Assembling the Almond Bark
- Line a baking sheet with parchment paper and set aside.
- Add the toasted almonds into the bowl of melted chocolate, reserving about a 1/4-1/2 cup of almonds that you will sprinkle on top (optional). It is ok if they are warm, but you don’t want them to be hot as that can overheat the chocolate.
- Stir to completely coat the almonds.
- Pour the chocolate almond mixture onto the prepared baking sheet and use an offset spatula to even out the layer.
- Sprinkle the top of the melted chocolate with the optional leftover almonds. Give them a little press down so they will be held tightly by the chocolate when it solidifies.

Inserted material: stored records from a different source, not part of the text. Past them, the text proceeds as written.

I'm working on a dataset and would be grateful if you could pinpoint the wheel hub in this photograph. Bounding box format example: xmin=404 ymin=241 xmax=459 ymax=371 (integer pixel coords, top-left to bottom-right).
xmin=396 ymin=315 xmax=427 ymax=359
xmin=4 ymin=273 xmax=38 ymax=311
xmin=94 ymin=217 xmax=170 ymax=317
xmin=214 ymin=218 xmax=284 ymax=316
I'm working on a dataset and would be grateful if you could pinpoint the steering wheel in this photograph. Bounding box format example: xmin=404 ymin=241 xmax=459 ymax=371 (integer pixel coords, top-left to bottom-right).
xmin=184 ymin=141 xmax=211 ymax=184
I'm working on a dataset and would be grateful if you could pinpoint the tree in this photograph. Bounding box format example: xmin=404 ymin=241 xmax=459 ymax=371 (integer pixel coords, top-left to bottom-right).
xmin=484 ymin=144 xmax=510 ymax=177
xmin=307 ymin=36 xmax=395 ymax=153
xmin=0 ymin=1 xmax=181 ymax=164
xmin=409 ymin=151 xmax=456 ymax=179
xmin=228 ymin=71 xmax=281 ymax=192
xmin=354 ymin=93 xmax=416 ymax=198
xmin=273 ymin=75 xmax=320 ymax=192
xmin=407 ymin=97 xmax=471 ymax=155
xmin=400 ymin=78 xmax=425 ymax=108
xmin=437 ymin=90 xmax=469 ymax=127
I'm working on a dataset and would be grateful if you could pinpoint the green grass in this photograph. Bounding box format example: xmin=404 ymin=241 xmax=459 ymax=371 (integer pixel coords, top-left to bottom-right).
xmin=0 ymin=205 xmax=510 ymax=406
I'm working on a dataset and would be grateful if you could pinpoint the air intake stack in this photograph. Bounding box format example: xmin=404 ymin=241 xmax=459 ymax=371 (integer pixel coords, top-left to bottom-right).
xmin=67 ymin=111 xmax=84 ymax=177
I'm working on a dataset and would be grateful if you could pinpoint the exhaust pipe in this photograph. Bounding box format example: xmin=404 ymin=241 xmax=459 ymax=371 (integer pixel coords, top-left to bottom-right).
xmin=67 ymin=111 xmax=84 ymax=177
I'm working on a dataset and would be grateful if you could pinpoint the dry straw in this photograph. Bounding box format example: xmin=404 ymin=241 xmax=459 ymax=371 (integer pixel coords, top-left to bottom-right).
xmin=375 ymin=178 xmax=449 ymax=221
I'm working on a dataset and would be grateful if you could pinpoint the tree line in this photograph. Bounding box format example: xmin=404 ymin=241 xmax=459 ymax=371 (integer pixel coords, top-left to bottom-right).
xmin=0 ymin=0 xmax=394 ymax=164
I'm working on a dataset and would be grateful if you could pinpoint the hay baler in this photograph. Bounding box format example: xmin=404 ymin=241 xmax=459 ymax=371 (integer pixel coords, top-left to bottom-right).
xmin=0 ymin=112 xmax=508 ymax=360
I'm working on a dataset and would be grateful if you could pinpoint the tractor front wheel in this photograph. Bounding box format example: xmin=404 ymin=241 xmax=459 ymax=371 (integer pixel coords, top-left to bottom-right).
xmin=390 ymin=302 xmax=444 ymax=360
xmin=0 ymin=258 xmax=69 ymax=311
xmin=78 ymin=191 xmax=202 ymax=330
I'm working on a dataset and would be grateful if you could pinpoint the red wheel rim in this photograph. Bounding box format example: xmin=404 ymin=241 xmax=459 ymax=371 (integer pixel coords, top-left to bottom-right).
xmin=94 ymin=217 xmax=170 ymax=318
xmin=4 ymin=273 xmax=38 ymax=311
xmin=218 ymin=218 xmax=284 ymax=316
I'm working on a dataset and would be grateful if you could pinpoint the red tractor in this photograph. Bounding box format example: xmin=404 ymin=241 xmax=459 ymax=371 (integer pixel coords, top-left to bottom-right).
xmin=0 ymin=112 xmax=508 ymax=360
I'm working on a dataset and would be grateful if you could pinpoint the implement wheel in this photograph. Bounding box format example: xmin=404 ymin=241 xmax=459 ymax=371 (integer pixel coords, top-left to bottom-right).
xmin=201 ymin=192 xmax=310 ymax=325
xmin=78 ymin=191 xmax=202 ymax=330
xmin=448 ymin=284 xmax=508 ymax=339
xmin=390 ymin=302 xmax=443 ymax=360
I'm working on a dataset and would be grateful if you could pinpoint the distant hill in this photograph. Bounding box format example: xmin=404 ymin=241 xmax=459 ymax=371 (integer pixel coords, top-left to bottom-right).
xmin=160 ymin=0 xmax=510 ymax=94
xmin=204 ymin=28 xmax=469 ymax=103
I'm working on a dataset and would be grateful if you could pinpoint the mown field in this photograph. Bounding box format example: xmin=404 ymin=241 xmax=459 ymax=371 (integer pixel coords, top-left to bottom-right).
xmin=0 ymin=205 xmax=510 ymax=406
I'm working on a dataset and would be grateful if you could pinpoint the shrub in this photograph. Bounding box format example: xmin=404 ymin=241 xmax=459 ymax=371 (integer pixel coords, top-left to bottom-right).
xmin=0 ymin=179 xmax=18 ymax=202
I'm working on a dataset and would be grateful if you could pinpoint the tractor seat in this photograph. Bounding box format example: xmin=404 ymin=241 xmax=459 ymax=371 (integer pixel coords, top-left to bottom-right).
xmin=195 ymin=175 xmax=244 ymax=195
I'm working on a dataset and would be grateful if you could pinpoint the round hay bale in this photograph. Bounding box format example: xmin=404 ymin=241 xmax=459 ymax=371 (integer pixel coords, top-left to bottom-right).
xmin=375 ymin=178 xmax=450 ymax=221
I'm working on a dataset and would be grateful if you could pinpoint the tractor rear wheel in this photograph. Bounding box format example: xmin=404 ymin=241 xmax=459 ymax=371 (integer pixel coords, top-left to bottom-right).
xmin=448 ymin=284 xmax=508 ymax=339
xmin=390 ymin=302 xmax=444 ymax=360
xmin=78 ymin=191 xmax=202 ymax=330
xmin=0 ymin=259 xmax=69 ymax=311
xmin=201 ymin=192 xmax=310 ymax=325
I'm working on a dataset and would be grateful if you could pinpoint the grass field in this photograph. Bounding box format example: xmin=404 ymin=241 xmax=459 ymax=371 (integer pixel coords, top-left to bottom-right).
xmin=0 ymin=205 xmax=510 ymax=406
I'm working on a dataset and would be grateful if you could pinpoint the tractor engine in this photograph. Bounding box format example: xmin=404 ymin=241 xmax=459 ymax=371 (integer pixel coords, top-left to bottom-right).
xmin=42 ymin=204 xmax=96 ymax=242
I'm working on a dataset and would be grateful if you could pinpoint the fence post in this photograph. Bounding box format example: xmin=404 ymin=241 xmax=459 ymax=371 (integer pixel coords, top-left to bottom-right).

- Allow to cool until solid. At least 20 minutes.
Notes
- Melting chocolate in the microwave is one of the simplest ways to temper or melt chocolate, but it requires careful attention. Chocolate is extremely sensitive to heat – just a small amount of overheating can cause issues such as bloom (white streaks or blotches) or a dull, soft finish without that satisfying snap. Using a plastic bowl instead of glass helps prevent this, since plastic doesn’t hold residual heat the way glass does. Once the bowl is removed from the microwave, the temperature of the chocolate won’t continue to rise as quickly, giving you more control.
- I don’t like to put chocolate in the fridge to set up, as chocolate can be temperamental to temperature shocks. So just be patient and let it cool and harden at room temperature. However, if you live somewhere hot, you may need to use the fridge.